Охота на свиней | страница 35
Он ужаснулся этому у себя внутри. Невмоготу ни носить такое бремя, ни стараться сбросить его и забыть — невмоготу знать такое о себе.
Но вот прошло немного времени, и вдруг оказалось, что боится он одной только девочки. Она словно была орудием, правда, неизвестно для какой цели предназначенным, — что-то пугающее, грозное появилось в ней, в движениях бедер: по-детски узкие бедра — и какие-то чужие, внезапные, неожиданно гибкие и проворные движения, когда она выпрямлялась или вбегала в калитку, жизнь вдруг опрокинулась, вывернулась наизнанку, все так непривычно, так странно, все сочится страхом, особенно сухой детский запах кожи, который она еще сохранила… Было и другое. Порог. И за ним — лицо, неузнаваемое, дергающееся, искаженное. Он больше не в силах видеть это лицо, хватит, насмотрелся.

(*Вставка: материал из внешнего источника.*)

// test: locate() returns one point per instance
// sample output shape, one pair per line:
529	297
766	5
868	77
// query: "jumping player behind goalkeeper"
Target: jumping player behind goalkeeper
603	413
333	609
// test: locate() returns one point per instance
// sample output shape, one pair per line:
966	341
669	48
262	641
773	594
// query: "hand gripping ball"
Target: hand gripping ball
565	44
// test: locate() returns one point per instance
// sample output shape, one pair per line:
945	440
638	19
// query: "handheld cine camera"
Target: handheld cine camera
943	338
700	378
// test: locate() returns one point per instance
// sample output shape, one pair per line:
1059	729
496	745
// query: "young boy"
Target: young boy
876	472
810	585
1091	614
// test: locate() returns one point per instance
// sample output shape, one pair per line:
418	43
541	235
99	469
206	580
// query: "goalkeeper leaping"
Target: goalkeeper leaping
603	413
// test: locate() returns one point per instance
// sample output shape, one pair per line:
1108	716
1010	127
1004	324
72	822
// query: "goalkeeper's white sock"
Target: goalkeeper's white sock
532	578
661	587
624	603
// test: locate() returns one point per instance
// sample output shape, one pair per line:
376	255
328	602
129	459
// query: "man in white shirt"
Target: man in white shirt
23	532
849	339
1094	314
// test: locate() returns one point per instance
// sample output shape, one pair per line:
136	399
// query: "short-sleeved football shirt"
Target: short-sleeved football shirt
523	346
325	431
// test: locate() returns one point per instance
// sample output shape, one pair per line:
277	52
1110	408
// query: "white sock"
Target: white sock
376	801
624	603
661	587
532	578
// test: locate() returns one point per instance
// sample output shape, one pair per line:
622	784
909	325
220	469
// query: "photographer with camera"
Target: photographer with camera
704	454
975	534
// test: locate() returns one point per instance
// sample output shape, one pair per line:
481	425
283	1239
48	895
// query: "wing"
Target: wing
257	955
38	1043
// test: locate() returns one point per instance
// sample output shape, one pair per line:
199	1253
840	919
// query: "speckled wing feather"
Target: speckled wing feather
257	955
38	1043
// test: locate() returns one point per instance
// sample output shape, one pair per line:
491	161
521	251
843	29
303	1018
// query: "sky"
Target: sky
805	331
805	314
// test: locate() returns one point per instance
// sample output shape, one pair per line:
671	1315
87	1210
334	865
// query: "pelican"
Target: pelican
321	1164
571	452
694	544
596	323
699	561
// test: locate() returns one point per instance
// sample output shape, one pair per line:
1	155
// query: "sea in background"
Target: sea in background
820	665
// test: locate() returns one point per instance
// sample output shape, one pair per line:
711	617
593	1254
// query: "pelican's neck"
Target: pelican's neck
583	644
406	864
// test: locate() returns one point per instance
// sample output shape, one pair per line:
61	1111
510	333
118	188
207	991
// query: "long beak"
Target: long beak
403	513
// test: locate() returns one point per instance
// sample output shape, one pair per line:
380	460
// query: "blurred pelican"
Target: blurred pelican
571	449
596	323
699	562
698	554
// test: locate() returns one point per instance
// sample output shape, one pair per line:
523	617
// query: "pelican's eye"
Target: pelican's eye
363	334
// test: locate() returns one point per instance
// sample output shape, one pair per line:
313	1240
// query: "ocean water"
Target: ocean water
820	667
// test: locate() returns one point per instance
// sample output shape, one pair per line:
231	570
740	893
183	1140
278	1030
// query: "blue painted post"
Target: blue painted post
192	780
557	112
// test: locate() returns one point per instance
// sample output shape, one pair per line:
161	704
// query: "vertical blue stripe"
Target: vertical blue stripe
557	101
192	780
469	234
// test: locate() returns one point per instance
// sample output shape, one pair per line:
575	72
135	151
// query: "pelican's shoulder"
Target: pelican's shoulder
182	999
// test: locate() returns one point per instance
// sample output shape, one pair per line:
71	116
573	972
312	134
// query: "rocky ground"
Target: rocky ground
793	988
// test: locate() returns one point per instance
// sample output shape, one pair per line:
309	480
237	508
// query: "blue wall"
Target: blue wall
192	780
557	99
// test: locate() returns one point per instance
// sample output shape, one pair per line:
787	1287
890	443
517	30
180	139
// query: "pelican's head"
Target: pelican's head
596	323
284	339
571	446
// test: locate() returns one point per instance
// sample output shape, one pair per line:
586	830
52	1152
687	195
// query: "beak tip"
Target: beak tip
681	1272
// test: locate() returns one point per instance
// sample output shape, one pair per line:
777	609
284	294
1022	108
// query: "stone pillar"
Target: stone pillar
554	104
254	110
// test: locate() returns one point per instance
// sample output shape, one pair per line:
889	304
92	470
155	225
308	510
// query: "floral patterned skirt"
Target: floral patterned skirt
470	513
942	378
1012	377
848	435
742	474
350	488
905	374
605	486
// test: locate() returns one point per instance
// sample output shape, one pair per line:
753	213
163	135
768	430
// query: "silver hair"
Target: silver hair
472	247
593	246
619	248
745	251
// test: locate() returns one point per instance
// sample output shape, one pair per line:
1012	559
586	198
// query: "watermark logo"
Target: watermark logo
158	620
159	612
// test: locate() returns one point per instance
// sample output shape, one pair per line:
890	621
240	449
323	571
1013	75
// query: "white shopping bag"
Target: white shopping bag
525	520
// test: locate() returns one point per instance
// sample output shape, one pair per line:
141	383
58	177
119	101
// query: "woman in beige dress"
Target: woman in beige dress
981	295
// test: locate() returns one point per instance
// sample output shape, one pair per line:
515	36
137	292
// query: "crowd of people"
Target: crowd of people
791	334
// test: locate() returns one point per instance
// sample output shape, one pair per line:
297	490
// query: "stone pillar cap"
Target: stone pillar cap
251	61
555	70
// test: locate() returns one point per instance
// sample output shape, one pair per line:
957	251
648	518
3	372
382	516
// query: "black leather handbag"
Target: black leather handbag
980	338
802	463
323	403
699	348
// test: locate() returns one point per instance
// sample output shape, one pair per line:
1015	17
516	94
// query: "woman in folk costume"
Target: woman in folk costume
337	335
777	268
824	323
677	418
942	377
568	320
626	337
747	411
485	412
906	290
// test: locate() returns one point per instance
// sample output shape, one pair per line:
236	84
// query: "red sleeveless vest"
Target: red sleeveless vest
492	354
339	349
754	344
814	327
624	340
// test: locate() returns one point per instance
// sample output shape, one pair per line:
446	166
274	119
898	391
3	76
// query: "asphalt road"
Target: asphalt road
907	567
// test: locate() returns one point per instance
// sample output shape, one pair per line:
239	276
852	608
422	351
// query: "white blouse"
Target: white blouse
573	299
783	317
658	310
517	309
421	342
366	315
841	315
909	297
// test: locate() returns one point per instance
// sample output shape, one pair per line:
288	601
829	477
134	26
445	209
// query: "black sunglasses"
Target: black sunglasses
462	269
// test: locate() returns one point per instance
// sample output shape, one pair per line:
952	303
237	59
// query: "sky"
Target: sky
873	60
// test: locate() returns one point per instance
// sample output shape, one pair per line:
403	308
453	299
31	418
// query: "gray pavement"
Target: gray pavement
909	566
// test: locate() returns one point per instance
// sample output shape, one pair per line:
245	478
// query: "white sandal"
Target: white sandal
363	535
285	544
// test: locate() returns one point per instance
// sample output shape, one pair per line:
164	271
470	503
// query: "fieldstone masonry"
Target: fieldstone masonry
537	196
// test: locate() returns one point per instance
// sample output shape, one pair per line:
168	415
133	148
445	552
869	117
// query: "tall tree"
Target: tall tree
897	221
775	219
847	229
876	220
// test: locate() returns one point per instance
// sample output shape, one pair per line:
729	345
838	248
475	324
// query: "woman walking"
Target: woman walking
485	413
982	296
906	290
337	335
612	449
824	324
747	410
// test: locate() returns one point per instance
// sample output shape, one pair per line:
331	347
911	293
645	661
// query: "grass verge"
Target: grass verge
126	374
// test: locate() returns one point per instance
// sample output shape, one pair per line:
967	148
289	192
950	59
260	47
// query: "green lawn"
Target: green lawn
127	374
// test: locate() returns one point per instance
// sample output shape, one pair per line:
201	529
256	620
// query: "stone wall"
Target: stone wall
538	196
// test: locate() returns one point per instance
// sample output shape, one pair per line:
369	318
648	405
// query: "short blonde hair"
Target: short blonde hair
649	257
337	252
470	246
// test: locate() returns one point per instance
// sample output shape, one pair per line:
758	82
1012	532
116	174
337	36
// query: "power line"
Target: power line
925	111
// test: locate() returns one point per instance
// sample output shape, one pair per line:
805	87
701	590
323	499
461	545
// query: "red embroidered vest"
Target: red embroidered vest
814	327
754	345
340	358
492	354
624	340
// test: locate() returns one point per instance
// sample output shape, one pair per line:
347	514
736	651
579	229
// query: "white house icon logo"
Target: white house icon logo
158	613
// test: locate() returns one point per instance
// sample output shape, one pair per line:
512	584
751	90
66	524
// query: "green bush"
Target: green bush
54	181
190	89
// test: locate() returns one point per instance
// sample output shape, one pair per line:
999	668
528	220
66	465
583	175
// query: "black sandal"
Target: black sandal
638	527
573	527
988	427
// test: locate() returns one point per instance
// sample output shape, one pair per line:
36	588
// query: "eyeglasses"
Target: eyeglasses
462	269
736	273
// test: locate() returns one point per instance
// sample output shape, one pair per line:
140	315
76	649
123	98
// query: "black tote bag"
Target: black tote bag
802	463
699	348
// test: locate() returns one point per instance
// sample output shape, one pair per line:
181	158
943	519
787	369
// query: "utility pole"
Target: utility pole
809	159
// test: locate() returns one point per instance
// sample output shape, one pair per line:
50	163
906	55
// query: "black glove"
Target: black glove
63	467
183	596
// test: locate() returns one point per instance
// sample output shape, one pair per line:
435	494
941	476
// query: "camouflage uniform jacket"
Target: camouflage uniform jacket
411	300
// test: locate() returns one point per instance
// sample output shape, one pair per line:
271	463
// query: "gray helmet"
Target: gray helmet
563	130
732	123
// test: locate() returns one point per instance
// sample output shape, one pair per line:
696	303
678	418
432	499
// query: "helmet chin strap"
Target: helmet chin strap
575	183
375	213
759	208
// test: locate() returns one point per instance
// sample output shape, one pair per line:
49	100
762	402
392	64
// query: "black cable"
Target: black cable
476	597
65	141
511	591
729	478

И тогда он твердо сказал себе, что нужно подавить в девочке это сходство с матерью. Именно здесь была опасность. Отсюда необходимо начать воспитание, здесь больное место, здесь требуется обработка. И отныне Товит, не жалея сил, воспитывал ее согласно своим представлениям — глаз с нее не спускал, за каждым шагом следил, а в конце концов уже и оплеухами награждал и порол, ведь девчонка упорно не поддавалась воспитанию, ничем ее не проймешь, все с нее как с гуся вода, стоит с отсутствующим видом, а едва он отвернется — мигом исчезает. Нету ее. Уже далеко, уже в другом месте. Напрасный труд — все равно что ловить движение воды в ручье, пытаться удержать в руках волны и журчание. Прямо отчаяние берет — все так отчаянно просто и так недоступно. Побои и затрещины доставались не только ей, но и ему самому, чувствовал он с мертвым отчаянием; безжизненное наслаждение, мертвое отчаяние — все замкнуто в нем самом, он сам заперт в себе, вот и все.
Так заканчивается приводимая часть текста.